An huge amount of effort and innovation is going into BSD/MIT/Apache projects, including PostgreSQL. What is your evidence that the results are better with the GPL?
Usually means they are trying to sell to enterprise rather than small business. It's pretty much just a variant of "If you have to ask, you can't afford it". Pricing pages like this aren't about finding the price, but initiating a potentially months or years long sales process.
On that other hand, I guess they could just still be working out their pricing ;)
I hear you, and we are working on fixing that even as it might take some time. The challenge for us is that for an enterprise, alternatives could cost literally in the millions (see Oracle pricing at $100k's for just a single 8-core commodity machine). For start-ups, we have offered Citus for prices lower than $5k per node in the past, and we provide an entirely free community version as well.
Essentially, our take is to not have pricing be what stops you from using CitusDB. And if you are an enterprise, the value you get from using Citus should far exceed that you'd get from any other alternative out there.
Yes, it would suck to not capture the value you create, and I think you totally deserve to be paid very handsomely for this tech, of course. Oh, and please make sure to charge extra from the energy, finance and healthcare sectors.
It's just that "please call for pricing" means a negotiation with a sales guy, which many people find uncomfortable, unless they work in corporate purchasing.
No thats not really true, everything is sold for less than it is "truly" worth. Price discrimination works both ways, no reason to assume the seller will capture it all.
Most of the time when garage based uber hackers make a product they lose proportionally more. Not that this is bad, but higher tech doesn't mean correspondingly more profit.
This benchmark confuses CitusDB with PostgreSQL + cstore_fdw extension. CitusDB scales out PostgreSQL to multiple machines, and cstore is a columnar store for PostgreSQL. The author has a clarification posted at the end.
For single node Postgres + cstore numbers on TPC-H, we found that a few simple changes notably help. 1/ Analyze on foreign tables + increasing work_mem helps join queries by 2-4x, and 2/ Using the double precision instead of the numeric type increases aggregate function performance by 6x.

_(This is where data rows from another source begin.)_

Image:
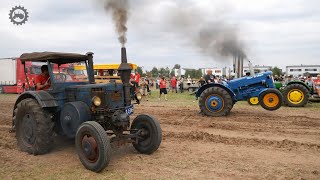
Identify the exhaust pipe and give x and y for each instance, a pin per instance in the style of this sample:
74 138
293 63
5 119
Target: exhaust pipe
125 71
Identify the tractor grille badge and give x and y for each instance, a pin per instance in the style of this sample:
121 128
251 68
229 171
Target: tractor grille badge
18 15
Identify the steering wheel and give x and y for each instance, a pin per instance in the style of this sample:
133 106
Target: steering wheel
60 77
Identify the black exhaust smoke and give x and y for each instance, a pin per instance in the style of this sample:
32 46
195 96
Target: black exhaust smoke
125 71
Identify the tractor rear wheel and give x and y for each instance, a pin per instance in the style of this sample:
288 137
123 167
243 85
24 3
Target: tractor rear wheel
295 95
93 146
271 99
34 127
253 101
215 101
150 135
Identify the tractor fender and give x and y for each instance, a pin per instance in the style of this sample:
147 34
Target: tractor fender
204 87
43 97
301 83
266 90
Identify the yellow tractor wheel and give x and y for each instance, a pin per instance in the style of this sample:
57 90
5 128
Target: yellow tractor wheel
253 101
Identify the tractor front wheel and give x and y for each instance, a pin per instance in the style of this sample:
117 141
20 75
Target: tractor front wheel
271 99
150 136
93 146
295 95
34 127
215 101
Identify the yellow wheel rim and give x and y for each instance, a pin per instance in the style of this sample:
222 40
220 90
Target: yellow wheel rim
271 100
214 103
254 100
295 96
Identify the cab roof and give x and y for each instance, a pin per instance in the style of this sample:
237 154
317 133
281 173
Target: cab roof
54 57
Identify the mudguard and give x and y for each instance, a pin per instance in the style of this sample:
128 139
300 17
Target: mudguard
204 87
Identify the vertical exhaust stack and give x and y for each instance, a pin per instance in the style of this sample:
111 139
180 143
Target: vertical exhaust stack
125 71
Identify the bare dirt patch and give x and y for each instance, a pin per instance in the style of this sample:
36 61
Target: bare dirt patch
250 143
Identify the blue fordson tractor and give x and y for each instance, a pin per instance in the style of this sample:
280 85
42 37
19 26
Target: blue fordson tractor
218 99
95 115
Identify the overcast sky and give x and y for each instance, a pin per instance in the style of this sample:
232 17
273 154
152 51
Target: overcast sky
275 33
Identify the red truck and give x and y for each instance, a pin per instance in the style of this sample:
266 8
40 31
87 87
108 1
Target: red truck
12 77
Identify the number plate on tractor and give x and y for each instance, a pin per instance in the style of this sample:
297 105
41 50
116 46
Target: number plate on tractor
130 110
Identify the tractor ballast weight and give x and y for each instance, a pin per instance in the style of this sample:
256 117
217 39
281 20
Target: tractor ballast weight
218 99
95 115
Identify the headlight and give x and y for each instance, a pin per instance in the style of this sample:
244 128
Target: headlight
138 96
96 101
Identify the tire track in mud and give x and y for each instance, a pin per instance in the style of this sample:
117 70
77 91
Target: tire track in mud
251 142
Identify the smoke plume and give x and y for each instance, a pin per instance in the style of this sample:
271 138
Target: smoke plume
213 35
119 10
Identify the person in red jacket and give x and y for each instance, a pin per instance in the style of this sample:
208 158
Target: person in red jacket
174 84
317 84
163 88
43 79
137 78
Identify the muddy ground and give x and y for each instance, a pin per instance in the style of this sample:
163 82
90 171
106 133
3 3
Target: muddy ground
250 143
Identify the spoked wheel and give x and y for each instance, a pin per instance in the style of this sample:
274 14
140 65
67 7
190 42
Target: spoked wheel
150 136
93 146
271 99
253 101
34 127
296 95
215 101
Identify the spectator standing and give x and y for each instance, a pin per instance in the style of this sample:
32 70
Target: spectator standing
174 84
43 79
163 88
317 84
189 80
181 84
137 78
209 78
148 82
157 83
201 82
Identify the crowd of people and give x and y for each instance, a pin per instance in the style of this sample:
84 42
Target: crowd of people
176 84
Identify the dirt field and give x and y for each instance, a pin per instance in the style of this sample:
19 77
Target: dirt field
251 143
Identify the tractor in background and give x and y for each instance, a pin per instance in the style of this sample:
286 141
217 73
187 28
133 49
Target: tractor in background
93 114
218 99
295 93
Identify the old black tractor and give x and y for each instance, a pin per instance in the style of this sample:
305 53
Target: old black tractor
95 115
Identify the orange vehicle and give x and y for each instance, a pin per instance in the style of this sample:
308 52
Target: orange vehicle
104 72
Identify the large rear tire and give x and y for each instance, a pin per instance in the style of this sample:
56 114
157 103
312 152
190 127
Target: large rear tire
93 146
215 101
271 99
295 95
151 134
34 127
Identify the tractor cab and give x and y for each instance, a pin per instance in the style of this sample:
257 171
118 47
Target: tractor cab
94 114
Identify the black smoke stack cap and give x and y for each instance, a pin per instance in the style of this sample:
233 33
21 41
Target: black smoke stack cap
125 71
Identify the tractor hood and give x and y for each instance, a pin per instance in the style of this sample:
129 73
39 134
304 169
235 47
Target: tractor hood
264 78
111 94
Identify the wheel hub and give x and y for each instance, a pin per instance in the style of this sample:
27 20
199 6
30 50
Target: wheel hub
28 128
214 103
90 148
271 100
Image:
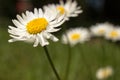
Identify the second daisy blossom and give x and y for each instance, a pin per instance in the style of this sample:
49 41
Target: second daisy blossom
113 34
69 8
74 36
100 29
36 27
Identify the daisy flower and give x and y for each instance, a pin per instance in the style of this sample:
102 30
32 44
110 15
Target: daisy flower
104 73
113 34
70 8
35 27
100 29
74 36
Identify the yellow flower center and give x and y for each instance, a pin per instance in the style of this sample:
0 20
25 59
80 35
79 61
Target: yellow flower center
106 73
101 31
37 25
61 9
114 34
75 36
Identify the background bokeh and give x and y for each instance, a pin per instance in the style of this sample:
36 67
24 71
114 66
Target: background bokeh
20 61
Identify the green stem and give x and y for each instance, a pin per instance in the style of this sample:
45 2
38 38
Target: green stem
103 54
68 63
86 64
114 62
51 63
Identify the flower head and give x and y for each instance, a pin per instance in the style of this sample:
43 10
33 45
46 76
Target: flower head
104 73
74 36
35 27
113 34
69 8
100 29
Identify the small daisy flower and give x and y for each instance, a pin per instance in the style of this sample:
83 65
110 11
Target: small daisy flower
104 73
113 34
100 29
70 8
74 36
35 27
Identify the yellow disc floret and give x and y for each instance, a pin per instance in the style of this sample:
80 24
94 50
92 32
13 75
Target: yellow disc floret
114 34
61 9
101 31
37 25
75 36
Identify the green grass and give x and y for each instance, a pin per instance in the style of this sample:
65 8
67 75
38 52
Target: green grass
21 61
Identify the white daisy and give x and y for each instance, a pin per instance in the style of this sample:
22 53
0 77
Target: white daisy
74 36
104 73
113 34
100 29
70 8
35 27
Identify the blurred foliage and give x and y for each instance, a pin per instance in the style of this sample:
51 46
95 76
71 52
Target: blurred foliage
20 61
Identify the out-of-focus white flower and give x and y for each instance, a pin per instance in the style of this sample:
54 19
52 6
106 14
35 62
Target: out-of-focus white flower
104 73
69 8
35 27
113 34
101 29
74 36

Lastly, we agree that vectorized execution can result in notable performance wins! See https://github.com/citusdata/postgres_vectorization_test for some initial work. We hope to incorporate some of MonetDB's vectorized execution features in cstore_fdw in the future.
Instead of seeing this asa Hadoop alternative - this might be a better alternative to the clunky data warehousing options like Vertica, Netezza, Greenplum, etc.
The Citus vs Hadoop comparison feels a little apples vs oranges as presented.
I worked a bit with Netezza appliances which use an older version of postgres which can spread queries across a Bladecenter ... I wonder how this compares.
The downside of the Netezza (beside the huge cost) is that it is not expandable at all - to get more Netezza you need to buy another multirack system.
Also there is a bottleneck getting data in and out as there are individual host servers that you launch jobs through (ibm x3650s if I remember correctly).
Hadoop does a significantly better job than something like Netezza in those 2 areas.
I guess the head to head comparison would be Citus vs Impala/ Hbase? That is probably where a 'massively parallel' postgres setup that can scale horizontally would out perform its hadoop counterpart.
I don't know much about the practical operation of this kind of software. What is it that makes Citus a better alternative to, say, Greenplum? Both of them are PostgreSQL-derived parallel column-store databases, right? What is Citus's USP?
Netezza is fast. It solves many problems very well. It is expandable. How can it be free and expandable at the same time while also being blazingly fast?
Neat. Postgres has always had a kick-ass I/O layer - particularly on ext4.
I think showing Q2 and Q11 numbers would've been great, because for something like Tez, this is how those plans look in Hive (before the cost-based optimizer work)
You've seen better performance on ext4 than XFS? The opposite has been my experience (mainly on 1tb data across 100 million rows, 20,000 queries/sec). btrfs + compression was 5x faster than XFS, but btrfs has nasty kernel deadlock bugs when the disk is almost full.
It is tricky. It is also hard to make a real FT postgresql instance, as most tutorials have a single pgpool node doing the load balancing, which shifts the SPOF to the pgpool node. You can do it more or less with a virtual IP ala http://www.pgpool.net/pgpool-web/contrib_docs/watchdog_maste...
To add sharding on top of that is a similar tutorial, but even more complicated.
I'm genuinely asking. I did not use it yet, but when I was researching database design subject that was my assumption we would use if we need to scale horizontally.
But lack of sharing is what we get when major open-source projects do not choose the GPL.